I mean, come on. Pitching, catching, and playing second base in three games and two days? Hitting a home run just a day after notching a win on the mound? You couldn’t write this stuff if you tried. Oh, by the way, the last primary position player to do that who isn’t named Shohei Ohtani? Hall of Famer Jimmie Foxx in 1945. Torrens notched another base hit in the eighth, making it four balls in play that Savant called “hard-hit”; three of those four were in triple digits. Small sample size galore, to be sure: he’s collected just 25 plate appearances since coming back up. You know what’s all small sample size, though? The postseason.

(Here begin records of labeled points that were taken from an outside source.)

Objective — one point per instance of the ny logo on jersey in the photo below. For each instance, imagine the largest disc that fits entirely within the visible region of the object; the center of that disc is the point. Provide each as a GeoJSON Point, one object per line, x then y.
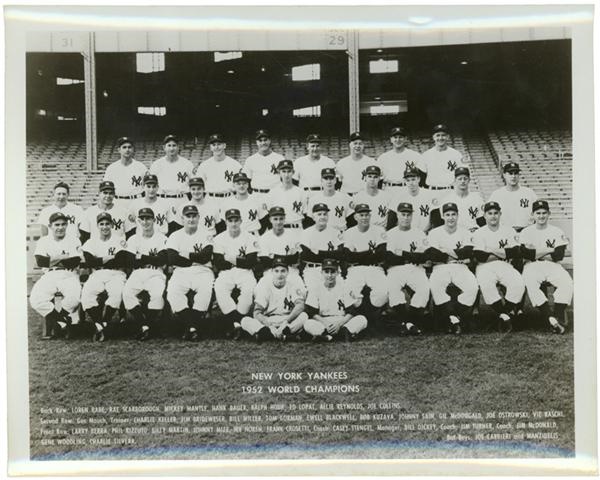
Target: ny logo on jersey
{"type": "Point", "coordinates": [182, 177]}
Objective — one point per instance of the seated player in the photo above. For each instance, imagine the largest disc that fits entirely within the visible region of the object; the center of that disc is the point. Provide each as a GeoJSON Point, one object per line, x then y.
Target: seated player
{"type": "Point", "coordinates": [332, 308]}
{"type": "Point", "coordinates": [494, 246]}
{"type": "Point", "coordinates": [278, 306]}
{"type": "Point", "coordinates": [450, 248]}
{"type": "Point", "coordinates": [235, 254]}
{"type": "Point", "coordinates": [404, 260]}
{"type": "Point", "coordinates": [189, 251]}
{"type": "Point", "coordinates": [148, 256]}
{"type": "Point", "coordinates": [55, 296]}
{"type": "Point", "coordinates": [544, 246]}
{"type": "Point", "coordinates": [104, 254]}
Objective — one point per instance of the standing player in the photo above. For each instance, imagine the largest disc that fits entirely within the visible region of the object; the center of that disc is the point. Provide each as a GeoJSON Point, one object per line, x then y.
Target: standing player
{"type": "Point", "coordinates": [58, 255]}
{"type": "Point", "coordinates": [218, 170]}
{"type": "Point", "coordinates": [450, 248]}
{"type": "Point", "coordinates": [126, 174]}
{"type": "Point", "coordinates": [288, 196]}
{"type": "Point", "coordinates": [332, 308]}
{"type": "Point", "coordinates": [172, 173]}
{"type": "Point", "coordinates": [190, 250]}
{"type": "Point", "coordinates": [147, 254]}
{"type": "Point", "coordinates": [278, 306]}
{"type": "Point", "coordinates": [235, 256]}
{"type": "Point", "coordinates": [514, 199]}
{"type": "Point", "coordinates": [404, 258]}
{"type": "Point", "coordinates": [351, 169]}
{"type": "Point", "coordinates": [544, 246]}
{"type": "Point", "coordinates": [104, 255]}
{"type": "Point", "coordinates": [73, 212]}
{"type": "Point", "coordinates": [493, 248]}
{"type": "Point", "coordinates": [338, 202]}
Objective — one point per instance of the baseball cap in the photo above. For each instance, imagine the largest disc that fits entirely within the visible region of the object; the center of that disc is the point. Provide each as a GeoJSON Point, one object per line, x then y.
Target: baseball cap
{"type": "Point", "coordinates": [232, 213]}
{"type": "Point", "coordinates": [539, 205]}
{"type": "Point", "coordinates": [103, 216]}
{"type": "Point", "coordinates": [190, 210]}
{"type": "Point", "coordinates": [449, 207]}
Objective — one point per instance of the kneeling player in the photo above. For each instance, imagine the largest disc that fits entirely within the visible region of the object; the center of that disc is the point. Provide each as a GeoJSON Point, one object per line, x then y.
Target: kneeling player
{"type": "Point", "coordinates": [278, 306]}
{"type": "Point", "coordinates": [332, 308]}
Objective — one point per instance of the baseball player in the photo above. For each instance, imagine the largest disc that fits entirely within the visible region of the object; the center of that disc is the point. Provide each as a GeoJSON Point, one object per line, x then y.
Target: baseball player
{"type": "Point", "coordinates": [318, 243]}
{"type": "Point", "coordinates": [261, 168]}
{"type": "Point", "coordinates": [288, 196]}
{"type": "Point", "coordinates": [379, 201]}
{"type": "Point", "coordinates": [235, 256]}
{"type": "Point", "coordinates": [493, 248]}
{"type": "Point", "coordinates": [190, 250]}
{"type": "Point", "coordinates": [364, 249]}
{"type": "Point", "coordinates": [55, 296]}
{"type": "Point", "coordinates": [104, 254]}
{"type": "Point", "coordinates": [209, 215]}
{"type": "Point", "coordinates": [351, 169]}
{"type": "Point", "coordinates": [218, 170]}
{"type": "Point", "coordinates": [470, 204]}
{"type": "Point", "coordinates": [73, 212]}
{"type": "Point", "coordinates": [278, 306]}
{"type": "Point", "coordinates": [148, 256]}
{"type": "Point", "coordinates": [120, 218]}
{"type": "Point", "coordinates": [172, 173]}
{"type": "Point", "coordinates": [543, 246]}
{"type": "Point", "coordinates": [162, 207]}
{"type": "Point", "coordinates": [332, 308]}
{"type": "Point", "coordinates": [404, 260]}
{"type": "Point", "coordinates": [338, 202]}
{"type": "Point", "coordinates": [514, 199]}
{"type": "Point", "coordinates": [450, 248]}
{"type": "Point", "coordinates": [280, 242]}
{"type": "Point", "coordinates": [396, 161]}
{"type": "Point", "coordinates": [251, 206]}
{"type": "Point", "coordinates": [439, 162]}
{"type": "Point", "coordinates": [126, 174]}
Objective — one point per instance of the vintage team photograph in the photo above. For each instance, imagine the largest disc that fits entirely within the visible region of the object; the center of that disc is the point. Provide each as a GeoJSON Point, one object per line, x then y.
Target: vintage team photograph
{"type": "Point", "coordinates": [300, 244]}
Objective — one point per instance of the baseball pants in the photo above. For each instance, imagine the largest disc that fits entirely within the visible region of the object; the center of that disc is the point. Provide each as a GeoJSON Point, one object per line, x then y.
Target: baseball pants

It’s no secret here that I’ve long been one of Luis Torrens’s biggest believers. I’ve written both of his 40 in 40s, spilled countless words defending him in the comments and on Twitter, and even got a chance to talk with him back in July, where he was kind, patient, and quick to point out how well Cal Raleigh had been playing. By all accounts, he’s beloved by his teammates and coaching staff - if Vitale had one word to describe him, he’s torn between “energetic” and “diligent”, also mentioning that he would jump at the chance to play the outfield if that’s what the team needed from him. That certainly sounds like someone who belongs on a playoff roster!

What the future holds for Luis is still pretty murky - out of minor league options and set to go to arbitration for the first time, there’s a chance he could be non-tendered. No matter what happens in the playoffs and beyond, though, he’s made his mark here, and won’t be forgotten any time soon. That’s all many of us want in our journey, and despite the odds, he did it. That alone is worthy of admiration.